Dark Web Profile: CrazyHunter Ransomware
On February 9, 2025, Taiwan MacKay Memorial Hospital suffered a major ransomware attack. It hit the emergency and outpatient systems at both the Taipei and Tamsui campuses. More than 500 computers were encrypted, causing serious disruptions to medical services.
The attack began when an employee unknowingly plugged a USB drive into a hospital computer. This introduced the CrazyHunter ransomware into the system. The malware uses BYOVD (Bring Your Own Vulnerable Driver) methods. It exploited a legitimate driver, zam64.sys from Zemana AntiMalware, to raise its privileges, turn off endpoint protection (EDR), and try to access Microsoft AD accounts using weak passwords. The ransomware then spread widely across the internal network, damaging many of the hospital’s computers and systems.
Who is CrazyHunter Ransomware?
The ransomware attack on MacKay Memorial Hospital in Taiwan is part of a growing trend where threat actors use publicly available tools and code. In this case, the ransomware called “CrazyHunter” was created using a builder named “Prince Ransomware,” which had been shared on GitHub.
Threat actor card for CrazyHunter Ransomware
CrazyHunter has quickly become a notable threat. The group recently launched a data leak site (DLS) listing ten victims, all based in Taiwan. Since early January, internal monitoring has revealed a clear pattern of targeting Taiwanese organizations. Their victims include hospitals, medical centers, universities, schools, manufacturing firms, and industrial companies–indicating a focus on sectors with sensitive data and critical operations.
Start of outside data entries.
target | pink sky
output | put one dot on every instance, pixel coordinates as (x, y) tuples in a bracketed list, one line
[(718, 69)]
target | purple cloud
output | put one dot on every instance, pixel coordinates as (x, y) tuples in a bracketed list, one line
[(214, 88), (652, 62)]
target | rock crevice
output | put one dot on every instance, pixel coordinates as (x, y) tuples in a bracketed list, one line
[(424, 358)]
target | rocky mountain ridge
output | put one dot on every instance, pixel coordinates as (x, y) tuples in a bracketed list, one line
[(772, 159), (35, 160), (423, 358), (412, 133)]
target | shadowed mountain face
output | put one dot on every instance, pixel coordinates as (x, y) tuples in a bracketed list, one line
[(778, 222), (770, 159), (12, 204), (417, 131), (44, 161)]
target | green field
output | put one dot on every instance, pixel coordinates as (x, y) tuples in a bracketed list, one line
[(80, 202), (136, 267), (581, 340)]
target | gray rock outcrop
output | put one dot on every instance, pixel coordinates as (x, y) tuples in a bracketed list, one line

What are CrazyHunter Ransomware’s Targets?
The CrazyHunter ransomware group has focused most of its attacks on Taiwan, with 90% of confirmed victims based there. Only one reported victim is located in the United States, though that case may be a false attribution. This strong geographic bias suggests that CrazyHunter is deliberately and physically targeting Taiwanese organizations.
Announced victims of CrazyHunter Ransomware. Note: The one US victim might be a false attribution.
The group has attacked a variety of sectors, but healthcare and technology stand out as the most affected. Hospitals and medical institutions make up 30% of known victims, including MacKay Memorial Hospital, Changhua Christian Hospital, and Asia University Hospital. Another 30% of the victims belong to the technology sector, such as Zuni Data, Analog Integrations Corporation, and Netronix Inc. Manufacturing companies represent 20% of the cases, with Huacheng Electric and KD Panels falling victim. The remaining 20% includes educational institutions like Asia University and a consumer service company.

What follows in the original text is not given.